ていうか、パンケーキ貰って食べるのってこの場じゃないから、媚薬入ってても石橋さんにメリットなくないか?
「ていうか、媚薬盛るにしても、別の方法なかったの?」
「だって、今日は梶くん見てたし」
「それでなんでゴリ押ししようとするの」
「どうしても、効果が見たくて」
石橋さんは、俺で人体実験でもしたいのか?
「ていうか、さっきから生地から焦げた匂いするんだけど、これアウトじゃない?」
「あー!梶くんが媚薬入れさせてくれないからぁ!」
え、これ俺のせいなのか。たしかに素直に媚薬入れさせてあげれば、媚薬入以外普通のパンケーキができただろうけど。
「もうこれは死んじゃったし、作り直すよ」
「媚薬抜きでね」
「任せてよ。なんなら、そこに作り置きあるけど」
作り置きあったんだ。じゃあ本当に、媚薬入れるためだけに出来たて渡そうとしてたんだ。
「はい、どうぞ。出来たてパンケーキ」
「ありがとう」
ちゃんと石橋さんがパンケーキを作るとこを見て、石橋さんからパンケーキが渡された。
「味は普通に美味しいから、安心してね」
「それはもとから心配してないけど。ていうか、俺たちの茶番の間、ここ放置しててよかったの?」
見た感じ、今の店番は石橋さん1人っぽいから。媚薬の話で、営業ストップしてたってことだよな。

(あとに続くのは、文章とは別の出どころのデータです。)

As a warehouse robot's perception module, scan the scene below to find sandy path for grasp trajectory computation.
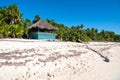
[0,39,120,80]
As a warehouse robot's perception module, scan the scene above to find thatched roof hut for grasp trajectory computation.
[28,20,58,30]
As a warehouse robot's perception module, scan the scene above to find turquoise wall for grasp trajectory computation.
[30,32,56,40]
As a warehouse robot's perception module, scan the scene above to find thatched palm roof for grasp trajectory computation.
[28,20,58,30]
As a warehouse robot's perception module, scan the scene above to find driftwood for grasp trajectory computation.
[87,46,110,62]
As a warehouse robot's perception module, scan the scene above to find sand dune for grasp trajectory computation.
[0,39,120,80]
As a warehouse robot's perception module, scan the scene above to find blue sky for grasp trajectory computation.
[0,0,120,34]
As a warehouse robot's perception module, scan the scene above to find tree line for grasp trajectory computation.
[0,4,120,42]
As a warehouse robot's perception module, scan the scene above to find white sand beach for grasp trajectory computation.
[0,39,120,80]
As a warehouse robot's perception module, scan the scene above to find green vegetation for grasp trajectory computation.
[0,4,120,42]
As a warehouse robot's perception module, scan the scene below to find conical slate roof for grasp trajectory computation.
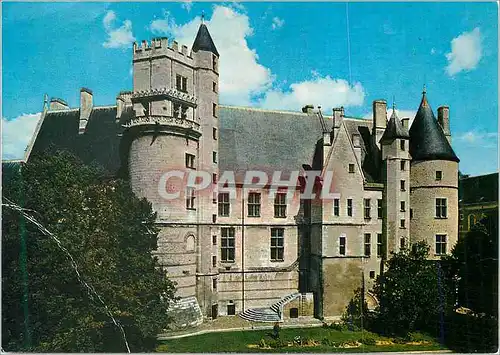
[193,23,219,56]
[380,106,410,144]
[410,91,460,163]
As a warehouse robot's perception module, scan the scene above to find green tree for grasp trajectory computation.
[374,242,447,335]
[2,152,175,352]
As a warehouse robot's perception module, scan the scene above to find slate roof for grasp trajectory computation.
[193,23,219,56]
[380,107,410,143]
[410,91,460,163]
[26,106,378,182]
[458,173,498,204]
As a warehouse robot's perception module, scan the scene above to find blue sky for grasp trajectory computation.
[2,2,498,175]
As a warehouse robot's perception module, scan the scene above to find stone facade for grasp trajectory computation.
[24,18,458,328]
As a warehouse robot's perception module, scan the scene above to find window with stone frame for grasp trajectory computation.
[339,235,345,255]
[399,237,406,250]
[186,153,195,169]
[271,228,285,261]
[377,233,384,258]
[347,198,352,217]
[436,198,447,218]
[436,234,446,255]
[365,198,371,219]
[175,74,187,92]
[274,192,286,218]
[248,192,260,217]
[172,102,181,118]
[333,198,340,217]
[186,187,195,210]
[218,192,230,217]
[220,227,235,263]
[365,233,372,257]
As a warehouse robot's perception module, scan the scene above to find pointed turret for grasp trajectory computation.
[380,104,410,144]
[193,22,219,57]
[410,89,460,162]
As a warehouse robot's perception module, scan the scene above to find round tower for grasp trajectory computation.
[410,90,459,259]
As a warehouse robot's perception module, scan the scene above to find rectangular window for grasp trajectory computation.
[333,198,340,216]
[186,153,194,169]
[175,74,187,92]
[436,234,446,255]
[248,192,260,217]
[186,187,194,210]
[173,103,181,117]
[365,198,371,219]
[377,233,383,258]
[218,192,230,217]
[220,227,235,263]
[365,233,372,256]
[436,198,447,218]
[274,193,286,218]
[339,236,345,255]
[271,228,285,261]
[212,54,217,71]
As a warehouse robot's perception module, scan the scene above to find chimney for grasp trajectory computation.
[49,98,69,111]
[78,88,93,134]
[302,105,314,113]
[438,106,451,144]
[352,133,363,165]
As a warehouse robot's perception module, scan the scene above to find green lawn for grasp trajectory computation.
[157,328,446,353]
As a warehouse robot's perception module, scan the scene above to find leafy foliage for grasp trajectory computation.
[2,152,174,352]
[374,242,447,336]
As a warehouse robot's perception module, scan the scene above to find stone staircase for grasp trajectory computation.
[238,293,300,323]
[168,296,203,330]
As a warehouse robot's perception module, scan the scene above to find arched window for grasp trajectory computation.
[186,235,195,251]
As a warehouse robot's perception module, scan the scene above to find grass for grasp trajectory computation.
[157,328,446,353]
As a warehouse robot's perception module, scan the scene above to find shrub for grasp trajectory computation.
[358,335,377,345]
[156,344,168,353]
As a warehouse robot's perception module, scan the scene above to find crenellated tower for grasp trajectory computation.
[380,104,410,258]
[124,20,219,325]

「別に大丈夫だよ、いま休憩で営業ストップしてるし。ほら」
石橋さんの指したとこには、CLOSEと書かれた看板が下げられている。しかもその横に営業時間の書かれた、構内掲示用ポスターもある。
「ほんとだ、確認してなかった」
「そういうこと、私は少し早めに来ただけ。そうしたら梶くん来たから、作ってあげたの。特別なんだから」
つまり薬を盛るのは、俺が特別だからということか。……それはなんか、やだな。
「まあ、パンケーキありがとね。おいしく食べさせてもらうよ」
「それじゃあね」
石橋さんに手を振って、そのまま調理研究部の模擬店から離れていく。